Mesajı Okuyun
Old 29-11-2009, 14:14   #4
av.ozkok

 
Varsayılan

Sayın Av.Armağan Konyalı'ya aşağıda belirttiğim hususta katılmam mümkün görünmüyor...İster idarenin bir kamu görevlisinin hizmet kusuru bulunsun ister kamu görevlisinin kişisel kusuru bulunsun,kamu hukuku alanına giren işlem ve eylemlerden dolayı idare aleyhine BK.MD.55 kapsamında istihdam eden sıfatıyla adli yargıda dava açılamaz..Kamu görevlisinin kişisel kusurundan dolayı BK.MD.55 idare aleyhine uygulanamaz...Kişisel kusur mevcut ise kamu görevlisi bu kusurundan BK.MD.41 gereğince şahsen ve tek başına sorumludur...Burada ölçüt kusurun kimde olduğundan ziyade kusurlu davranışın kamu görevlisinin hizmetinden ayrılıp ayrılmadığı hususudur...Zira idari faaliyet ve hizmetlerin bizzat kamu görevlileri eliyle yani şahıslar eliyle yürütüldüğü tabidir...Dolayısıyla kusurlu davranış da elbette kamu görevlisinin şahsında gerçekleşmektedir...Ancak 657 Sayılı yasa ile benimsenen "kişiler kamu hukukuna tabi görevlerle ilgili olarak uğradıkları zararlardan dolayı bu görevleri yerine getiren personel aleyhine değil,ilgili kurum aleyhine dava açarlar.Kurumun genel hükümlere göre sorumlu personele rücu hakkı saklıdır" hükmü uyarınca idare BK.MD.55 anlamında kabul edildiği şekliyle kamusal faaliyetlerde istihdam eden sıfatına haiz değildir...Elbette idarenin özel hukuk tüzel kişisi sıfatıyla hareket ettiği durumlar bundan müstesnadır...Ancak bu halde BK.MD.55 gündeme gelebilir...Burada ölçüt de kamusal faaliyet ya da özel hukuk faaliyeti olup olmadığı noktasındadır,kişisel kusur hizmet kusuru ayrımı noktasında değil...Kişisel kusur ise kamusal faaliyet sırasında da mevcut olabilir idarenin özel hukuka tabi faaliyetleri sırasında da...

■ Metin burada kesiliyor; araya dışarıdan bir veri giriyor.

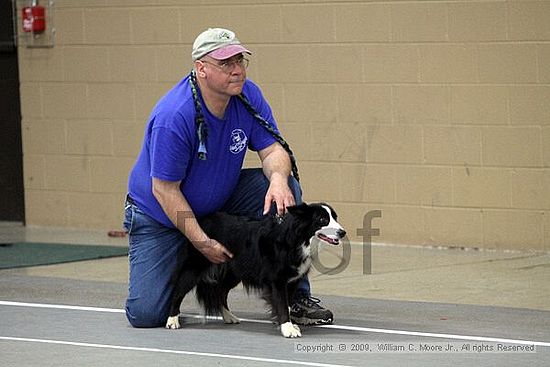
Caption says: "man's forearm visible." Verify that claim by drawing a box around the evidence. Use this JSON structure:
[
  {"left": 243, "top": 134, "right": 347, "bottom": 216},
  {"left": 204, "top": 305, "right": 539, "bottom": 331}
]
[
  {"left": 153, "top": 178, "right": 208, "bottom": 247},
  {"left": 260, "top": 144, "right": 291, "bottom": 182}
]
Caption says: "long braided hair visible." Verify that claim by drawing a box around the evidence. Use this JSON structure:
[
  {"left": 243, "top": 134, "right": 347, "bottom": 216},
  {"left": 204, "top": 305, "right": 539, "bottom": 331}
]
[{"left": 189, "top": 70, "right": 300, "bottom": 181}]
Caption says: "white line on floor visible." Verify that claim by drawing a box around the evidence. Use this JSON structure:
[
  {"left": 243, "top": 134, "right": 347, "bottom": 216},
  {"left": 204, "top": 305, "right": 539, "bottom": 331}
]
[
  {"left": 0, "top": 301, "right": 550, "bottom": 347},
  {"left": 0, "top": 336, "right": 352, "bottom": 367}
]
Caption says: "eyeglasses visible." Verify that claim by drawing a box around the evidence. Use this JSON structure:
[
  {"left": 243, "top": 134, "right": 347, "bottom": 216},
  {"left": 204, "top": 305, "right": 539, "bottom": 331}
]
[{"left": 200, "top": 57, "right": 249, "bottom": 74}]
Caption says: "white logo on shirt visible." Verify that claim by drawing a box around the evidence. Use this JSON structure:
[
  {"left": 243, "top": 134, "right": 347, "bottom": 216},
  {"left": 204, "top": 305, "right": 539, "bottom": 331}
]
[{"left": 229, "top": 129, "right": 248, "bottom": 154}]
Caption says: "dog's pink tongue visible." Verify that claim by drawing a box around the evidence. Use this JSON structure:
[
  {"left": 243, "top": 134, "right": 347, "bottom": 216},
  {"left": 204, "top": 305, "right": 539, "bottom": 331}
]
[{"left": 317, "top": 233, "right": 339, "bottom": 245}]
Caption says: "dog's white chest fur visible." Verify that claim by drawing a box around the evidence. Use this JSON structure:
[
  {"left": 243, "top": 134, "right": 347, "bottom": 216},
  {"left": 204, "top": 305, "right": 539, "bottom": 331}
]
[{"left": 289, "top": 243, "right": 311, "bottom": 282}]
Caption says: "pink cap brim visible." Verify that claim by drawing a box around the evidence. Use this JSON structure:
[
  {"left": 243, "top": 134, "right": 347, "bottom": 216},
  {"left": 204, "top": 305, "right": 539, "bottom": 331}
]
[{"left": 208, "top": 45, "right": 252, "bottom": 60}]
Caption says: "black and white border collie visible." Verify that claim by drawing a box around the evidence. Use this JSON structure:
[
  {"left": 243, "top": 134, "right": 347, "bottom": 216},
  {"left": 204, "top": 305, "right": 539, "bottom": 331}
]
[{"left": 166, "top": 203, "right": 346, "bottom": 338}]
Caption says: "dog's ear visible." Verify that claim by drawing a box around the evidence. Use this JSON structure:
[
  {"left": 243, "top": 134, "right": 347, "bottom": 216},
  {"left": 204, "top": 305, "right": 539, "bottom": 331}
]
[{"left": 286, "top": 203, "right": 311, "bottom": 216}]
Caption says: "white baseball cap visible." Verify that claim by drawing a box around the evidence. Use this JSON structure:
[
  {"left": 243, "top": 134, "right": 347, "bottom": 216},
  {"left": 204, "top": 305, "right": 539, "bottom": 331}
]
[{"left": 191, "top": 28, "right": 252, "bottom": 61}]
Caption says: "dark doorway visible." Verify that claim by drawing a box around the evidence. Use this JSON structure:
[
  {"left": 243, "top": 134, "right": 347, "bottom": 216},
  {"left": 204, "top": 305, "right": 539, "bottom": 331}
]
[{"left": 0, "top": 1, "right": 25, "bottom": 222}]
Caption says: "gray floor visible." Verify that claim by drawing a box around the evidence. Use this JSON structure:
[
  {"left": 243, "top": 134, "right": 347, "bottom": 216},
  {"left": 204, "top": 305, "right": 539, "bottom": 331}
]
[
  {"left": 0, "top": 274, "right": 550, "bottom": 367},
  {"left": 0, "top": 227, "right": 550, "bottom": 367}
]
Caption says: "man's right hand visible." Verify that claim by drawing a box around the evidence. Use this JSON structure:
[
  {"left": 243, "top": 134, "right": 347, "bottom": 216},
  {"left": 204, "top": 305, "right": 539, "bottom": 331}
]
[{"left": 194, "top": 238, "right": 233, "bottom": 264}]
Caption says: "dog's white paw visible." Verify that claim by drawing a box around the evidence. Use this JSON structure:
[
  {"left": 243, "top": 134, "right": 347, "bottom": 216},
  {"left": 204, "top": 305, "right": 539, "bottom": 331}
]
[
  {"left": 222, "top": 307, "right": 241, "bottom": 324},
  {"left": 166, "top": 315, "right": 181, "bottom": 330},
  {"left": 281, "top": 321, "right": 302, "bottom": 338}
]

Olaya bakıldığında kamusal faaliyet ve görev sebebiyle olduğu anlaşılıyor...Bu anlamda hem kamu çalışanı hem de adam çalıştıranın sorumluluğuna dayanılarak idare aleyhine adli yargıda dava açılması yanlış sonuçlara götürür diye düşünüyorum...Kamu göreviyle sınırlı olmayan bir kişisel kusur mevcutsa adli yargıda BK.MD.41 e göre kamu görevlisine ve fakat tek başına dava açılmalı, kamu görevi sebebiyle hizmete dayalı kişisel kusur(hizmet kusuru) mevcutsa idare aleyhine idari yargıda dava açılmalı diye düşünüyorum...

İki ayrı dava açılması noktasında da sorumluluğun tespiti önem arz eder ancak bu sorumluluğun kaynağının irdelenmesi gerekir diye düşünüyorum...Kamu görevlisinin görevle bağlantılı olmayan kişisel kusurundan kaynaklanan bir eylemi sebebiyle kamu görevlisine karşı adli yargıda BK.MD.41 e göre dava açılırken, kamu görevlisi üzerindeki denetim ve gözetim vb. idari görevlerin yerine getirilmemesi ya da eksik getirilmesi sebebiyle idare aleyhine idari yargıda da dava açılabilir diye düşünüyorum...Burada olay tek gibi görünse de sorumluluğun kaynakları farklı olabileceğinden bir koyundan iki post çıkmaz düşüncesini de yerinde bulmuyorum...Ancak istenebilecek tazminat ve sorumluluğun kaynaklarını iyi belirlemek gerektiği de aşikardır...Tabiki somut olayı yeterince bilmediğimiz için bunun takdiri ve izlenilecek yol da size kalıyor...
İyi çalışmalar...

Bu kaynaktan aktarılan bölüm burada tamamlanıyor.